Additionally, the e-commerce giants are working hard to find ways to induce more and more people to shop online. A recently announced agreement between America Online and Radiant Systems, Inc. will attempt to physically bring e-commerce into the more progressive brick-and-mortar stores. The two companies plan to develop consumer interactive services for deployment of point-of-sale devices. Essentially, the solution will bring Internet access-enabled kiosks into the retail stores. Consumers can check their e-mail and supplement their physical shopping experience by surfing around for more product information or do comparison shopping. This is an interesting solution that will help successful, forward-thinking companies conducting e-commerce both keep and integrate their physical and virtual customer channels.

This integration of traditional and non-traditional channels is vital to the health of a business. The Jupiter study cites this as a common error of which many traditional merchants attempting an online presence are guilty…attempting to separate their in-store sales channels from their fledgling online presence. Sales tax considerations and inexperience with the different merchandising and customer service demands required by e-commerce are the primary reasons for this, but the brief history of e-commerce has shown that the more successful ventures are those that use both channels, Web and traditional selling venues, and allow them to leverage one another with their respective strengths.

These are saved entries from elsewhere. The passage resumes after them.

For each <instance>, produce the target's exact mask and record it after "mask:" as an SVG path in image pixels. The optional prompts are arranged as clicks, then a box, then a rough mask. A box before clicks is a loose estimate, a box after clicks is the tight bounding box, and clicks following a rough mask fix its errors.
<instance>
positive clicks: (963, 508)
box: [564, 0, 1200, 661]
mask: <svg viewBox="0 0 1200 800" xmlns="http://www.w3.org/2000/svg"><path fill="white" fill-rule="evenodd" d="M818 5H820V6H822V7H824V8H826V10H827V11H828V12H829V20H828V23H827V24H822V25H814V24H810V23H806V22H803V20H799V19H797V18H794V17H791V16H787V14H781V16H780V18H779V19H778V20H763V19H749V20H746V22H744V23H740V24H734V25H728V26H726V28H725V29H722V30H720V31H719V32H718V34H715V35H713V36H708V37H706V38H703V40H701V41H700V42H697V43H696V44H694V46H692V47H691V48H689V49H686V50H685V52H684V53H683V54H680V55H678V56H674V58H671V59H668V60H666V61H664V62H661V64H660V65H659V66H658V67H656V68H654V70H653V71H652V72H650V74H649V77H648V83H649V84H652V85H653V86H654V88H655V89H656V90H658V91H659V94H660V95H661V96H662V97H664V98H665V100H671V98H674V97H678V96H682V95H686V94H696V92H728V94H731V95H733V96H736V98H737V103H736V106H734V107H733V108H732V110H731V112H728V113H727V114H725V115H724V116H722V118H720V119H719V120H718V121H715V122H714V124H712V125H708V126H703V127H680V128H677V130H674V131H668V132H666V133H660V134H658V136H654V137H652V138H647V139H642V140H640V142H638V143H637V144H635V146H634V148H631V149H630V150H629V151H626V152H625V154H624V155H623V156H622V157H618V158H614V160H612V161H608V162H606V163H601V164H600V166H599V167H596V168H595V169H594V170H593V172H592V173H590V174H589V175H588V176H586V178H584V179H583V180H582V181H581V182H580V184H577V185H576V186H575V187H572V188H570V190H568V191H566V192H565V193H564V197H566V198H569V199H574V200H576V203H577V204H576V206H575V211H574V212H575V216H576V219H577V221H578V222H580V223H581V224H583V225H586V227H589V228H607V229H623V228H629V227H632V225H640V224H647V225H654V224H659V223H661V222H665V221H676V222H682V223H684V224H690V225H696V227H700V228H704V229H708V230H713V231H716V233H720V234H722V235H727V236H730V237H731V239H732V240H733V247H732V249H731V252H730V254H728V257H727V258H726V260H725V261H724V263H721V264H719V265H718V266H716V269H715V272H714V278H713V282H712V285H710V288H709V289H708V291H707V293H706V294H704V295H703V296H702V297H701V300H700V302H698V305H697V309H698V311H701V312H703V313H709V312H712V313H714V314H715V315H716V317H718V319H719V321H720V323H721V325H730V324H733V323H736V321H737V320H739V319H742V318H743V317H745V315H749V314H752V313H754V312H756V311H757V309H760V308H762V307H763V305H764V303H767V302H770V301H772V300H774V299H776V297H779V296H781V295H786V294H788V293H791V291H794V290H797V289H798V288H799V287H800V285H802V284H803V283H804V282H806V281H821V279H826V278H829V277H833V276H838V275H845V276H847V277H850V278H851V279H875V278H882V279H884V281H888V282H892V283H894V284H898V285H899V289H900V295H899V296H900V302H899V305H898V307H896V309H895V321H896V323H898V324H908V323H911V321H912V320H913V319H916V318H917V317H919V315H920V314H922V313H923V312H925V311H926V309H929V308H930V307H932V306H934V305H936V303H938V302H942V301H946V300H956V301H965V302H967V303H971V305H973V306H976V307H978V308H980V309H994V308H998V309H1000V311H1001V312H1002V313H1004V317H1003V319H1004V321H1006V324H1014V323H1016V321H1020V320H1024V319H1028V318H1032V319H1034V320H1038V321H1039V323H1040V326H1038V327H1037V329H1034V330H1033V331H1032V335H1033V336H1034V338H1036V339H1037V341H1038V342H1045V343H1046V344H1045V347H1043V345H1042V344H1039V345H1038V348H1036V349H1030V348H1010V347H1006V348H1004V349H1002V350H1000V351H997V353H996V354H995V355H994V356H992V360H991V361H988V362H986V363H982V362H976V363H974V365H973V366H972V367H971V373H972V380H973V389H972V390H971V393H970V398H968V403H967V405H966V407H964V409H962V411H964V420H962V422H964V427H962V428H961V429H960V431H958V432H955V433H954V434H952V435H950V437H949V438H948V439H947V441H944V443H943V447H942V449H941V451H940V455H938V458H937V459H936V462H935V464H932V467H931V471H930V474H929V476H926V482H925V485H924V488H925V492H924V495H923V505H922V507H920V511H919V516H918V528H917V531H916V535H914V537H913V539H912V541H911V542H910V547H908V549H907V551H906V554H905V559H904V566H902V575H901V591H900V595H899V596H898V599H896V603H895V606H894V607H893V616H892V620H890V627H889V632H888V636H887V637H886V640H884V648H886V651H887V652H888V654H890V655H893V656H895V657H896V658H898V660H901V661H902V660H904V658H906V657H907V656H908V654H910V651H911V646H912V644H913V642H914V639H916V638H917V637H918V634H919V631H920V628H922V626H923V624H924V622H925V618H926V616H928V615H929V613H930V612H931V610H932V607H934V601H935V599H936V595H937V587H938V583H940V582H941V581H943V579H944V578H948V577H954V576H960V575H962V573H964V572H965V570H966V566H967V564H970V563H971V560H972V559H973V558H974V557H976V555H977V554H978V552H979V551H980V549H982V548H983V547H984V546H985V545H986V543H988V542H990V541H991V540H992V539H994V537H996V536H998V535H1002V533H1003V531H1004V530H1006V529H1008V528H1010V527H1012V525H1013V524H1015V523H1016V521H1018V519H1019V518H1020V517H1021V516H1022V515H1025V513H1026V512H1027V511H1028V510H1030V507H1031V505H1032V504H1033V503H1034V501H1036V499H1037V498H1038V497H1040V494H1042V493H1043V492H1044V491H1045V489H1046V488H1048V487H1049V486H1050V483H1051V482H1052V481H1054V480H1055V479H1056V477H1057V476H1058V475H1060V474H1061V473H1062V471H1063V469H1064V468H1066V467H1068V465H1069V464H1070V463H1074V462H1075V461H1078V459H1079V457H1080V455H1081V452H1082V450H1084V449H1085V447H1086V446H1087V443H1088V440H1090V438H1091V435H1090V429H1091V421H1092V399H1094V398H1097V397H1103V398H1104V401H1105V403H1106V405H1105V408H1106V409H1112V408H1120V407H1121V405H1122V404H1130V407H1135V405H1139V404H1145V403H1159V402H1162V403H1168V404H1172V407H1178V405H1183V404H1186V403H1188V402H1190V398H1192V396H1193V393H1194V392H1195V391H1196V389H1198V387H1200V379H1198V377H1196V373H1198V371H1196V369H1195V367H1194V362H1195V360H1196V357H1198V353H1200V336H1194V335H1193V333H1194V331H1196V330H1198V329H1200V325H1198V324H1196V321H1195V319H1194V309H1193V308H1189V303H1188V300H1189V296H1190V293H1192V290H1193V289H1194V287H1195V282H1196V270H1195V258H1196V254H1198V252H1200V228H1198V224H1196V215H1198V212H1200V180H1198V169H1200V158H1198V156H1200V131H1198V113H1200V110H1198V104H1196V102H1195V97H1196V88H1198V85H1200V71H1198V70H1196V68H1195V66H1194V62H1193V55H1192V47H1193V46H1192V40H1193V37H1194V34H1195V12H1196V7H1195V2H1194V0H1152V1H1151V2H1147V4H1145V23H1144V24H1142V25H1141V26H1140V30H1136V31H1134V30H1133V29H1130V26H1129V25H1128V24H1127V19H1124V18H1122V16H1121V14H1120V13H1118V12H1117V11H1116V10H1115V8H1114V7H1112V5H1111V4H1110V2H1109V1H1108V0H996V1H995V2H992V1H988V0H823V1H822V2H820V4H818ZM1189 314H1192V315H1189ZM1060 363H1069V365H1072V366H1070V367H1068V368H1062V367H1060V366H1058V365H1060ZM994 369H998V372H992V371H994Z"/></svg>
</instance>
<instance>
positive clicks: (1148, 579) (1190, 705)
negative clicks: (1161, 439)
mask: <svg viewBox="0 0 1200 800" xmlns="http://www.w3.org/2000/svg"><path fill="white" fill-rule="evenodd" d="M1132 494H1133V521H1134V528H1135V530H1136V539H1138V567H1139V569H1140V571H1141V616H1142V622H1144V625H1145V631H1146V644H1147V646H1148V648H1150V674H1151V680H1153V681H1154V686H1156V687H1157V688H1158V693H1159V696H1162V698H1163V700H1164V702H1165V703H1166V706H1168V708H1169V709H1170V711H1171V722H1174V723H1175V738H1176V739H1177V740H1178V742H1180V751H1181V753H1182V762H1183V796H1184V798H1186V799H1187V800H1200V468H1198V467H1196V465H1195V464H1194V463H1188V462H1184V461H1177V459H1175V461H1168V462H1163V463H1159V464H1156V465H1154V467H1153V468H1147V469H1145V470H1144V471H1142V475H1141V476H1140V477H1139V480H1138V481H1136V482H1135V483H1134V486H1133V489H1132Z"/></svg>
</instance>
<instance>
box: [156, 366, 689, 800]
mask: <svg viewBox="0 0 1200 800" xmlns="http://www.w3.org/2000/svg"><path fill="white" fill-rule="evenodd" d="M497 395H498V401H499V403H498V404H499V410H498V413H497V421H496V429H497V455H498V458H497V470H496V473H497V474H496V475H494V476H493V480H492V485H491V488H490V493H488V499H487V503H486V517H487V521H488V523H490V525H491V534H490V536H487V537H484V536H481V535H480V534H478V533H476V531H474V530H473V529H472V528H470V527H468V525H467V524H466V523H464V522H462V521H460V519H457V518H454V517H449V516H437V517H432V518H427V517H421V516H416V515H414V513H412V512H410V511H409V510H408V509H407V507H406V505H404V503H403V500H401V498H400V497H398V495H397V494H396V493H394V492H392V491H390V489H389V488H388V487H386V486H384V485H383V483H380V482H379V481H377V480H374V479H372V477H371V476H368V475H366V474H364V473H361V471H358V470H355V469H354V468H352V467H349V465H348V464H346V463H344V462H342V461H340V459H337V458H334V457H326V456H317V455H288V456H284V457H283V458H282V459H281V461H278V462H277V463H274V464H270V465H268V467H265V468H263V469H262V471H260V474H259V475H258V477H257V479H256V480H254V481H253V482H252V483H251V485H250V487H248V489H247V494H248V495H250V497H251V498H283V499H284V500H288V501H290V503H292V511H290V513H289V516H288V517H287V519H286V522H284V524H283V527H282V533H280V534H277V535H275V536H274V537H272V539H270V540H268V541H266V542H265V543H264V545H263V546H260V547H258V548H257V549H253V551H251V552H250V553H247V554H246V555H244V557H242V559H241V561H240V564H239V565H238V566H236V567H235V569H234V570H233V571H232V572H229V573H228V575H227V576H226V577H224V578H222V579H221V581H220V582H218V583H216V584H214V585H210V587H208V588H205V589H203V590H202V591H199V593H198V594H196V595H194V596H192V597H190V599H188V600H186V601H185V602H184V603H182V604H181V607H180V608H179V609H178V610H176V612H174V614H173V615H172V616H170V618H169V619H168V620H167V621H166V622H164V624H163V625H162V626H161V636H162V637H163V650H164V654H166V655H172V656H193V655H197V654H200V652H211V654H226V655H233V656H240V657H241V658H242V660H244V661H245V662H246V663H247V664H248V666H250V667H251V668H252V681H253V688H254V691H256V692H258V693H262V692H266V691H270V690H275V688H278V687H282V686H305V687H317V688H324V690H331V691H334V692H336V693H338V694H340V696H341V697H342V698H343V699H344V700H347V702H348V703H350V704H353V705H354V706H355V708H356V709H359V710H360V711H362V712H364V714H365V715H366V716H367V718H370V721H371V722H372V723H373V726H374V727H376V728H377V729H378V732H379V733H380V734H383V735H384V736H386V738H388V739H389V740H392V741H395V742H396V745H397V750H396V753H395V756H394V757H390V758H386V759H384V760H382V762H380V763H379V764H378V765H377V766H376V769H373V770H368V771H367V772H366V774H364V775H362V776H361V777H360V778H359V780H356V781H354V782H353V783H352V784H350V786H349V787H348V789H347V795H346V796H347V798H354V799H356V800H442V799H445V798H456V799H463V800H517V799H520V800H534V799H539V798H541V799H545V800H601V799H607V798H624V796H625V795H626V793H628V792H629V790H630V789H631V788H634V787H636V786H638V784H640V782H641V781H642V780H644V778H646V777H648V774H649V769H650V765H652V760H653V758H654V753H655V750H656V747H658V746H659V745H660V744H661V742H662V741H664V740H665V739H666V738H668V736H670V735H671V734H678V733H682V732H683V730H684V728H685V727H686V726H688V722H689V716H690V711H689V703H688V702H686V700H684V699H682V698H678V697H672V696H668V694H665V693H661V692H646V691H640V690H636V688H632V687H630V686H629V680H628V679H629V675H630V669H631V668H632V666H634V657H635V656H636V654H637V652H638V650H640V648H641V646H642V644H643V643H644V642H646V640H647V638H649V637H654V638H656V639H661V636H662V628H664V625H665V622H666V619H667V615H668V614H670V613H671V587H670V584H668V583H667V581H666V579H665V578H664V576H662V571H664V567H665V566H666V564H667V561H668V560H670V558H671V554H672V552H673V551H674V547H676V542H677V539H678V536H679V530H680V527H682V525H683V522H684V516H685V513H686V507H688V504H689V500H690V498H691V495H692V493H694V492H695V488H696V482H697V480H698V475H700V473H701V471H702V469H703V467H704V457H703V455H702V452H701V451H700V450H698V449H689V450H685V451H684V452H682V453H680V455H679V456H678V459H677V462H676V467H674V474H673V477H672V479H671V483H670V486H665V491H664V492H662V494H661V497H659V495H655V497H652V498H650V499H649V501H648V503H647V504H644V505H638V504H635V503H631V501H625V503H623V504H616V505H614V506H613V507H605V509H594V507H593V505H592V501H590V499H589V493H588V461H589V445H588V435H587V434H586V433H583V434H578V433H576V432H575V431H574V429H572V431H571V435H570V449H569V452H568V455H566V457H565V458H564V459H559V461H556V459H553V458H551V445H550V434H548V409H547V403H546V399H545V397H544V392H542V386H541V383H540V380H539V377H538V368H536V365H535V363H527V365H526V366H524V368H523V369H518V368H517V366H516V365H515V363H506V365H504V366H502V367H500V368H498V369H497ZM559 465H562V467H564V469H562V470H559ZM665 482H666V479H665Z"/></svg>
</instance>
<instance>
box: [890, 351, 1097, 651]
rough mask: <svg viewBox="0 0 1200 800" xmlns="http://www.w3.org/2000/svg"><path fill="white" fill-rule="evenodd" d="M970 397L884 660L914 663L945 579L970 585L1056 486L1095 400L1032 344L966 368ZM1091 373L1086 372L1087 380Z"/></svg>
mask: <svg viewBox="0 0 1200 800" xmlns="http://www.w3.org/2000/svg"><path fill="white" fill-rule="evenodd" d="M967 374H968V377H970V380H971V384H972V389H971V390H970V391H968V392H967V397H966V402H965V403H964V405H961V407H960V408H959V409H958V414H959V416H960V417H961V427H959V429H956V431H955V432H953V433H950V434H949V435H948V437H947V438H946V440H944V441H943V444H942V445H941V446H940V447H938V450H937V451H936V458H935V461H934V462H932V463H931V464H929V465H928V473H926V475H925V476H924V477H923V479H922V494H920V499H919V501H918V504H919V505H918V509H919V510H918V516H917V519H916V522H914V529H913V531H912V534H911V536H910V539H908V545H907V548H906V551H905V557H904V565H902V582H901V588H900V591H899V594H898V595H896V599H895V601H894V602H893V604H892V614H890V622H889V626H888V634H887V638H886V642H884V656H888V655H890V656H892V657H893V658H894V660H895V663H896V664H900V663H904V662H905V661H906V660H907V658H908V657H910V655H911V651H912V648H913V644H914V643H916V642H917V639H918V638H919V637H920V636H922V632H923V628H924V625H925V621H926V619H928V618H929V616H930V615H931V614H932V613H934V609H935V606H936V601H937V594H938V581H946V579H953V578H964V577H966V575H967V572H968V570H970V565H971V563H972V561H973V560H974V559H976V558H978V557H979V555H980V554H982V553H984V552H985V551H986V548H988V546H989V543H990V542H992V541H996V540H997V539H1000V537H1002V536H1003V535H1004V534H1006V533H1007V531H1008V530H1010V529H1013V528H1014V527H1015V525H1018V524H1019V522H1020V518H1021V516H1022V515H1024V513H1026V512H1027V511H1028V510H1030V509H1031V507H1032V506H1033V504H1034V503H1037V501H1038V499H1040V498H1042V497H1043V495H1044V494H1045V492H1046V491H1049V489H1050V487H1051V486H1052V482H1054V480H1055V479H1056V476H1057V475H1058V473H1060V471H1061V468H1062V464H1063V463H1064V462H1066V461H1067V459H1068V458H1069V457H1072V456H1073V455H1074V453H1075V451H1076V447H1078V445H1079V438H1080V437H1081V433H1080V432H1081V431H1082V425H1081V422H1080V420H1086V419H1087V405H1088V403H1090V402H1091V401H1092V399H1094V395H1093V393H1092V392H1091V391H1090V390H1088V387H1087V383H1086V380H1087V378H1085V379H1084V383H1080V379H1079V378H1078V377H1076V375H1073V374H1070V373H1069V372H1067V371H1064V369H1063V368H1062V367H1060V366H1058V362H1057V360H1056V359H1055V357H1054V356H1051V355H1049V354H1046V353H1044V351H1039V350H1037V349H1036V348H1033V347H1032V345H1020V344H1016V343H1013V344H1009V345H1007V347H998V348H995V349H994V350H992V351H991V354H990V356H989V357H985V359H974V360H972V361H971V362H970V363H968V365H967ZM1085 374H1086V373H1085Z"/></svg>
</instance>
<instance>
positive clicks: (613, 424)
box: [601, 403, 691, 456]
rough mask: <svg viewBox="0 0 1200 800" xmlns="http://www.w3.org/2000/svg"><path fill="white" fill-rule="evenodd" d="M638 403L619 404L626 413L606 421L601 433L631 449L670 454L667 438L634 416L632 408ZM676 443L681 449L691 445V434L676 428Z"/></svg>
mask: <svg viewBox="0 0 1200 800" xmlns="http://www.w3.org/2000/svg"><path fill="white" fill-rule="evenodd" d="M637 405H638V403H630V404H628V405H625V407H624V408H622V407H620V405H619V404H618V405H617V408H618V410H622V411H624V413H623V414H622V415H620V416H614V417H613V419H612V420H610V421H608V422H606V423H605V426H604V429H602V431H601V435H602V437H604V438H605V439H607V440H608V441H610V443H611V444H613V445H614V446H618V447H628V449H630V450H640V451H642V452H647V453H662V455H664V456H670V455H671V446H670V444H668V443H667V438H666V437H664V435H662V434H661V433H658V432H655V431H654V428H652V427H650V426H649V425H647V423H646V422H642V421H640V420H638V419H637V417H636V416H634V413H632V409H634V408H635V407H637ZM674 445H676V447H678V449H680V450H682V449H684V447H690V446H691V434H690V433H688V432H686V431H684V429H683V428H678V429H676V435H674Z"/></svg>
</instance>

Traditional stores have in the past reaped the benefits of the fact that a large portion of consumers spend about 80 percent of their disposable income within 20 miles of their homes. This statistic will likely turn around to bite retailers, as a consumer can't get much closer to their homes than the PC in the corner of the living room. In an era in which the average American worker's leisure time has drastically declined, choosing to order items off a Web site rather than wasting a full hour to drive to a store across town and fight for a parking space is too appealing to resist.

Now…I hate to upset my local cheese maker, but I just found a way to buy my English Blue Stilton without moving out of my chair.